La crise économique touche directement les expatriés, mais également leurs proches. Les transferts de fonds de la plupart des émigrés du monde vers leur pays d'origine sont en forte baisse, constate la Banque mondiale.

Après avoir augmenté de 15% en 2008, les envois de fonds des émigrés vers les pays en voie de développement devraient baisser de 7,3% en 2009 à 304 milliardsUS, écrit l'organisme dans un récent rapport.

Ces transferts, vitaux pour le développement de certains pays et destinés surtout aux familles des travailleurs, pourraient baisser de 10% si la crise se prolonge, avance la Banque. Autrement dit, le manque à gagner pour les proches pourrait atteindre les 32 milliardsUS.

En Amérique latine, on s'attend au pire: la somme d'argent que les expatriés envoient chez eux devrait chuter de 11% cette année, à 62 milliardsUS, selon l'IAD. Cela signifie qu'environ quatre millions de personnes recevront moins d'argent de leurs amis et parents qui vivent à l'étranger, évalue le Wall Street Journal.

Contrôles renforcés

Les sommes envoyées diminuent d'autant plus que les contrôles migratoires sont renforcés dans plusieurs pays.

Selon la Banque mondiale, les États-Unis, le Royaume-Uni, l'Australie, la Russie, l'Afrique du Sud, l'Italie, l'Espagne et l'Inde «ont réduit leurs quotas annuels (de travailleurs immigrés) ou imposé des normes plus strictes» en ce qui les concerne.

L'organisme estime que l'Inde (avec 52,0 milliardsUS en 2008), la Chine (40,6 milliardsUS) et le Mexique (26,3 milliardsUS) sont les trois premiers bénéficiaires de transferts de fonds en provenance de leur diaspora.

Pour certains pays, la contribution des expatriés est absolument primordiale.
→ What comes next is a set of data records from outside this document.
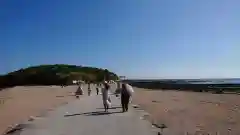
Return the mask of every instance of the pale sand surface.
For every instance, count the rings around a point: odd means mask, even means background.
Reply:
[[[240,95],[135,88],[133,102],[173,133],[240,135]]]
[[[28,86],[14,87],[0,91],[0,134],[9,125],[19,123],[30,116],[66,104],[74,100],[72,92],[77,86]],[[4,101],[4,102],[3,102]]]

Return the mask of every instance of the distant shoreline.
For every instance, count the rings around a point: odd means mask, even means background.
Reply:
[[[132,86],[147,89],[182,90],[196,92],[240,92],[240,79],[232,80],[124,80]],[[231,83],[232,81],[232,83]],[[239,81],[239,83],[238,83]]]

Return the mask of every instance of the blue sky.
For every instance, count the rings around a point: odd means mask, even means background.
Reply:
[[[0,73],[39,64],[130,78],[240,77],[239,0],[1,0]]]

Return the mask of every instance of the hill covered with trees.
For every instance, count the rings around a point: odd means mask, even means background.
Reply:
[[[0,87],[18,85],[61,85],[71,84],[72,80],[101,82],[116,80],[118,76],[107,69],[76,65],[39,65],[20,69],[0,76]]]

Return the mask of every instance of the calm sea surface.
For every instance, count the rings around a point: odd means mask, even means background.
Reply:
[[[174,81],[175,83],[190,83],[190,84],[240,84],[240,78],[237,79],[140,79],[133,81],[151,82],[151,81]]]

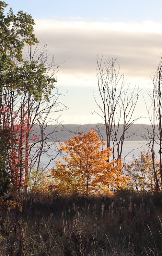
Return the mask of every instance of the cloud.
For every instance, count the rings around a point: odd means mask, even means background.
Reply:
[[[150,78],[160,59],[160,23],[35,22],[35,33],[41,43],[47,43],[56,62],[65,61],[58,75],[64,85],[93,86],[98,54],[117,57],[125,78],[137,83]]]

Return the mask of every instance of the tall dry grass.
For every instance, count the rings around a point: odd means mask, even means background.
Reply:
[[[61,197],[21,193],[0,213],[0,255],[162,255],[161,194]]]

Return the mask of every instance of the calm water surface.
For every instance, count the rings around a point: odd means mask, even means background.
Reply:
[[[112,144],[110,145],[112,146]],[[54,148],[53,149],[54,149]],[[129,163],[132,160],[133,155],[134,155],[135,157],[137,157],[140,155],[140,152],[141,151],[143,151],[144,150],[146,151],[148,149],[149,149],[149,147],[147,145],[146,141],[125,141],[123,144],[122,157],[123,157],[124,156],[127,155],[125,158],[125,162],[126,163]],[[159,146],[157,144],[155,144],[155,150],[156,155],[158,156]],[[131,152],[131,151],[132,151],[132,152]],[[52,152],[52,151],[51,151]],[[115,153],[115,152],[114,153]],[[50,155],[53,154],[53,153],[52,153],[51,154],[50,152],[49,152],[49,153]],[[61,156],[60,156],[59,157],[60,158],[61,157]],[[57,157],[55,159],[55,161],[57,160]],[[41,162],[43,168],[44,168],[44,167],[48,164],[50,159],[50,158],[45,155],[42,156]],[[51,168],[54,166],[54,160],[51,163],[48,168]]]

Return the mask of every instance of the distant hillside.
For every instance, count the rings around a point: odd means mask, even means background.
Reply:
[[[119,125],[118,139],[119,139],[122,134],[123,125]],[[44,132],[48,136],[48,140],[52,141],[56,139],[60,141],[65,141],[78,132],[82,131],[84,132],[89,131],[92,128],[94,129],[97,132],[99,131],[100,136],[103,137],[104,140],[106,138],[106,131],[104,129],[104,125],[103,124],[92,124],[86,125],[67,124],[64,126],[61,125],[50,125],[46,128],[44,127]],[[34,128],[34,133],[38,136],[40,135],[40,132],[39,127],[35,126]],[[151,130],[151,126],[149,125],[142,125],[141,124],[133,125],[127,131],[125,134],[126,141],[144,140],[144,135],[147,135],[147,130]],[[156,127],[157,130],[157,127]],[[157,139],[157,138],[156,138]]]

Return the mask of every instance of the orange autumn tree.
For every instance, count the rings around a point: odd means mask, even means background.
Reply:
[[[66,155],[63,161],[59,159],[56,163],[56,168],[51,172],[54,178],[53,185],[59,188],[59,192],[110,194],[109,187],[125,187],[122,160],[110,160],[111,150],[101,150],[106,143],[93,129],[86,134],[80,132],[64,143],[60,143],[61,151]]]

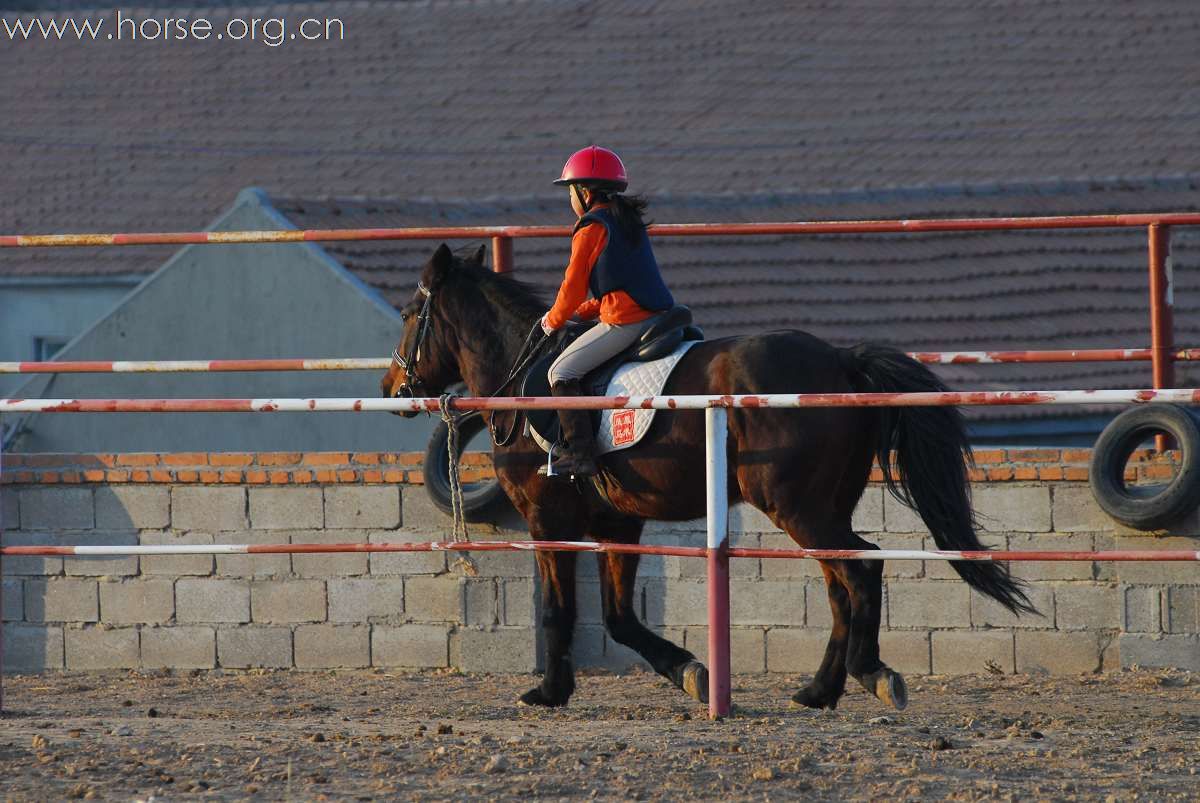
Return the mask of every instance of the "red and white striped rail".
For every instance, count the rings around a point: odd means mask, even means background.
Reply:
[[[1026,352],[910,352],[930,365],[992,365],[1003,362],[1147,362],[1150,348],[1081,348]],[[1200,348],[1174,352],[1176,361],[1200,360]],[[281,358],[259,360],[62,360],[0,362],[0,373],[222,373],[242,371],[385,371],[386,356]]]
[[[784,409],[803,407],[978,407],[1008,405],[1198,405],[1200,389],[965,390],[896,394],[725,396],[455,397],[474,409]],[[0,413],[436,413],[437,398],[0,398]]]
[[[343,552],[617,552],[703,558],[703,546],[598,544],[595,541],[419,541],[404,544],[167,544],[85,546],[4,546],[11,557],[128,557],[162,555],[319,555]],[[1025,563],[1200,562],[1200,550],[1006,551],[1006,550],[764,550],[730,547],[731,558],[810,561],[950,561]]]

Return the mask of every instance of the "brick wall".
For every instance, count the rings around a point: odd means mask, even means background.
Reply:
[[[1171,532],[1115,526],[1086,485],[1086,450],[977,453],[983,538],[1013,550],[1198,549],[1200,517]],[[440,540],[420,455],[7,455],[5,544],[287,544]],[[490,474],[472,456],[464,479]],[[1169,467],[1141,455],[1130,473]],[[876,478],[877,479],[877,478]],[[934,547],[919,519],[878,485],[856,528],[884,547]],[[738,507],[737,545],[791,545]],[[522,538],[520,521],[472,526]],[[703,543],[703,523],[652,523],[655,544]],[[457,666],[532,671],[536,581],[527,553],[474,556],[464,576],[440,553],[5,558],[5,670]],[[581,666],[636,655],[604,633],[595,561],[581,557]],[[1043,617],[1009,616],[944,563],[886,570],[884,660],[913,673],[1060,673],[1121,666],[1200,670],[1200,565],[1016,564]],[[648,624],[703,655],[703,563],[647,557],[637,593]],[[733,562],[733,666],[812,671],[828,635],[818,567]]]

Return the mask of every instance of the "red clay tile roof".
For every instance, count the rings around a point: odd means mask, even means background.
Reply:
[[[247,11],[149,5],[218,22]],[[88,4],[49,7],[79,16]],[[634,190],[677,198],[1196,169],[1193,0],[355,1],[270,13],[340,17],[347,38],[5,43],[0,232],[202,228],[247,185],[528,197],[593,140],[622,152]],[[148,272],[168,253],[10,251],[0,274]]]
[[[652,198],[659,222],[859,220],[883,216],[1104,214],[1132,208],[1200,209],[1200,179],[1042,182],[880,193]],[[296,226],[376,227],[564,223],[565,198],[404,202],[288,199],[272,203]],[[1145,229],[864,234],[805,238],[660,238],[655,252],[677,300],[709,336],[794,328],[839,344],[905,349],[1033,349],[1150,344]],[[325,244],[335,259],[392,304],[413,293],[436,244]],[[464,245],[464,244],[455,244]],[[1176,340],[1200,343],[1200,230],[1172,238]],[[517,240],[517,275],[557,287],[564,240]],[[1142,388],[1147,362],[946,366],[958,388]],[[1200,379],[1186,365],[1182,382]],[[1192,386],[1192,385],[1189,385]],[[1063,408],[1003,417],[1062,415]],[[1076,411],[1070,414],[1079,414]],[[998,413],[997,413],[998,414]]]

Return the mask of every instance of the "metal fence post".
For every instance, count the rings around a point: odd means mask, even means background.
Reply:
[[[1150,234],[1150,350],[1154,389],[1175,386],[1175,287],[1171,276],[1171,228],[1151,223]],[[1158,451],[1172,447],[1165,435],[1154,437]]]
[[[725,443],[728,413],[704,408],[708,499],[708,715],[730,714],[730,485]]]
[[[492,270],[498,274],[512,270],[512,238],[492,238]]]

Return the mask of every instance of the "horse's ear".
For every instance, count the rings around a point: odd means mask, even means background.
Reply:
[[[433,284],[439,284],[445,275],[450,272],[454,266],[454,252],[450,251],[450,246],[445,242],[438,246],[438,250],[433,252],[433,258],[430,260],[430,266],[433,269],[430,278]]]

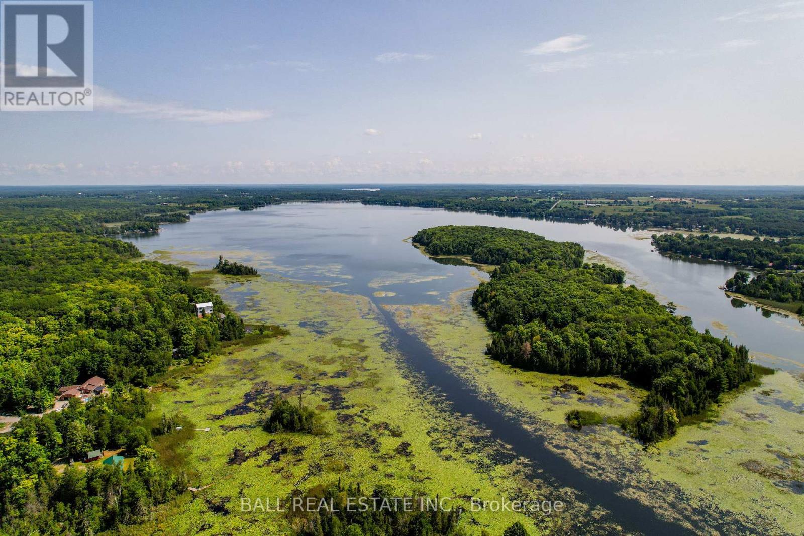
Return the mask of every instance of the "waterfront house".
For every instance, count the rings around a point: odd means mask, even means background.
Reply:
[[[199,318],[212,314],[212,302],[195,304],[195,313],[199,315]]]
[[[106,380],[100,376],[92,376],[80,385],[68,385],[59,387],[59,400],[81,399],[86,401],[93,396],[102,395],[105,387]]]

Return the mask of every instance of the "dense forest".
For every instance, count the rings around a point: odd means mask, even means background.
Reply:
[[[257,275],[256,268],[240,264],[240,263],[230,262],[228,259],[224,259],[223,255],[219,256],[218,264],[215,265],[215,270],[218,273],[226,274],[227,276]]]
[[[149,446],[145,391],[119,387],[87,403],[77,399],[58,413],[27,416],[0,435],[0,533],[92,534],[150,518],[154,506],[186,493],[187,475],[166,468]],[[67,467],[59,458],[82,460],[93,448],[124,448],[130,468],[92,464]]]
[[[132,244],[104,235],[105,221],[131,215],[125,203],[109,213],[52,203],[64,207],[0,218],[0,411],[25,415],[0,434],[4,534],[96,534],[148,520],[154,506],[185,492],[185,475],[166,468],[152,448],[176,427],[147,422],[137,386],[244,334],[242,320],[191,284],[186,268],[144,260]],[[199,318],[194,303],[206,301],[218,314]],[[96,375],[107,395],[31,415],[52,407],[59,387]],[[60,473],[51,464],[95,449],[121,449],[133,463]]]
[[[413,242],[426,247],[430,255],[470,255],[484,264],[535,260],[550,266],[577,268],[584,262],[584,248],[574,242],[553,242],[526,231],[484,226],[445,225],[423,229]]]
[[[781,303],[804,301],[804,273],[769,269],[751,277],[747,272],[737,272],[726,281],[726,288],[750,297]],[[804,305],[798,313],[804,314]]]
[[[724,260],[760,269],[769,266],[777,270],[804,267],[802,239],[760,239],[757,236],[745,240],[711,235],[684,236],[680,233],[654,235],[651,239],[656,249],[662,253]]]
[[[445,226],[420,231],[414,241],[428,253],[428,244],[436,243],[437,251],[474,255],[505,235],[494,227]],[[520,235],[511,231],[507,239]],[[527,239],[539,239],[544,240]],[[674,434],[680,417],[702,411],[752,377],[745,346],[699,333],[689,317],[671,314],[650,293],[623,287],[621,271],[580,264],[582,249],[544,241],[552,247],[534,251],[549,252],[546,260],[501,257],[490,281],[472,297],[494,331],[492,358],[543,372],[619,374],[645,386],[650,395],[628,428],[646,442]],[[581,256],[556,262],[552,252],[564,248]]]
[[[174,354],[191,362],[242,336],[242,321],[213,292],[189,284],[187,268],[141,256],[96,235],[0,235],[3,412],[52,406],[59,387],[95,375],[144,385]],[[224,318],[198,318],[193,304],[204,301]]]

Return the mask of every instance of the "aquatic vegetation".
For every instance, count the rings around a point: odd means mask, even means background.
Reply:
[[[519,415],[523,426],[549,437],[548,444],[579,470],[623,482],[630,494],[668,518],[690,528],[691,521],[699,528],[715,519],[731,527],[727,532],[763,527],[769,534],[794,534],[804,524],[795,491],[795,464],[804,453],[804,421],[796,413],[804,407],[804,380],[786,372],[765,376],[761,387],[732,392],[706,420],[644,450],[616,426],[638,407],[644,390],[616,377],[547,374],[490,360],[484,354],[489,330],[472,310],[470,294],[457,293],[443,305],[385,307],[476,384],[481,396]],[[590,399],[599,399],[599,405]],[[564,421],[572,411],[594,411],[606,423],[575,432]],[[780,452],[787,461],[774,453]],[[759,472],[740,465],[752,460],[761,464],[748,467]]]
[[[248,293],[248,303],[230,303],[248,322],[281,324],[287,334],[232,348],[156,394],[159,415],[181,415],[202,429],[188,443],[187,463],[195,468],[191,485],[211,485],[158,517],[158,530],[284,534],[284,514],[240,512],[240,497],[285,499],[338,478],[454,497],[454,506],[473,496],[544,497],[538,481],[518,477],[515,459],[490,463],[498,447],[470,419],[442,418],[437,397],[420,392],[385,345],[386,328],[367,299],[262,280],[228,284],[216,276],[211,284],[227,300]],[[299,326],[310,318],[326,322],[326,333]],[[277,394],[301,396],[320,413],[323,433],[263,432],[260,410]],[[557,522],[478,512],[465,513],[461,524],[470,534],[484,527],[499,534],[517,520],[531,527]]]
[[[523,231],[441,226],[414,243],[430,253],[471,254],[499,264],[472,305],[494,330],[488,354],[505,363],[575,375],[621,374],[650,389],[623,423],[646,443],[675,433],[679,417],[699,413],[752,377],[748,349],[676,317],[650,293],[624,288],[625,272],[583,264],[577,243]]]

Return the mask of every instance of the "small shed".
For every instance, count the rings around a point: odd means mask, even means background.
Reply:
[[[207,301],[203,304],[195,304],[195,313],[198,313],[199,318],[212,314],[212,302]]]
[[[96,460],[100,460],[101,456],[103,456],[103,451],[98,448],[97,450],[87,452],[87,457],[84,459],[84,461],[94,461]]]

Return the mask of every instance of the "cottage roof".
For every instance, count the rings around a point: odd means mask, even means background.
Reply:
[[[81,387],[88,387],[92,386],[93,387],[100,387],[102,385],[106,385],[106,380],[105,380],[103,378],[100,378],[100,376],[92,376],[86,382],[84,382]]]

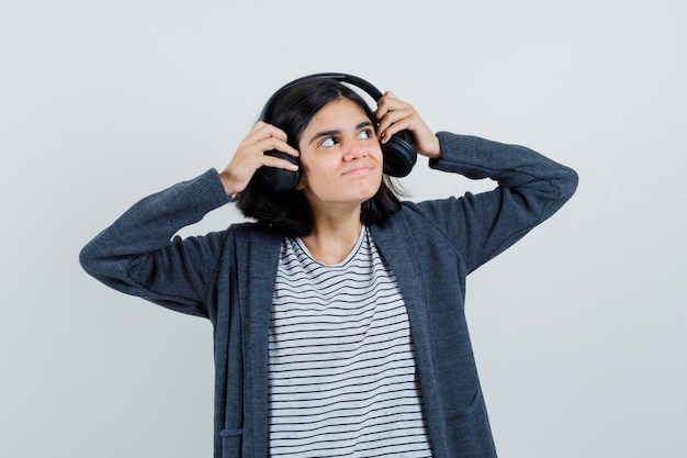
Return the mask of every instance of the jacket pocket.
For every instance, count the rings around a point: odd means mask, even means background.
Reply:
[[[446,425],[450,448],[457,456],[496,458],[492,429],[480,389],[464,409],[447,415]]]
[[[240,458],[244,429],[222,429],[222,458]]]

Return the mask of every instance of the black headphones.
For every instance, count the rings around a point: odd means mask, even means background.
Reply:
[[[375,101],[382,98],[382,92],[372,86],[370,82],[362,78],[347,74],[315,74],[308,75],[295,79],[283,87],[270,97],[264,104],[262,112],[260,113],[260,121],[271,123],[271,114],[273,105],[284,92],[294,87],[301,81],[307,79],[334,79],[341,82],[348,82],[363,91],[365,91]],[[271,156],[277,156],[281,159],[286,159],[293,164],[299,164],[299,159],[279,150],[266,152]],[[408,131],[402,131],[394,134],[388,142],[382,144],[382,154],[384,156],[384,174],[391,177],[405,177],[413,170],[413,166],[417,161],[417,149],[413,144],[413,135]],[[275,167],[260,167],[256,172],[262,185],[272,192],[286,192],[296,188],[299,181],[301,181],[301,171],[284,170]]]

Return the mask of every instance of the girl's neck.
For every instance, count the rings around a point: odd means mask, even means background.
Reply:
[[[316,215],[313,232],[301,239],[315,260],[333,265],[348,257],[360,238],[360,212],[337,219]]]

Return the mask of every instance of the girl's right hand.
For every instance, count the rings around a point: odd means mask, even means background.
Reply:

Au Tadjikistan, par exemple, ces fonds contribuent à 46% du produit intérieur brut. C'est donc près de la moitié de l'économie locale qui en dépend.

Les récessions touchent tout le monde, on le sait. Mais, avec la mondialisation et la mobilité accrue de la main-d'oeuvre, le choc est plus violent. Les démunis vivent une situation «particulièrement difficile» aujourd'hui, nous rappelle la Banque mondiale.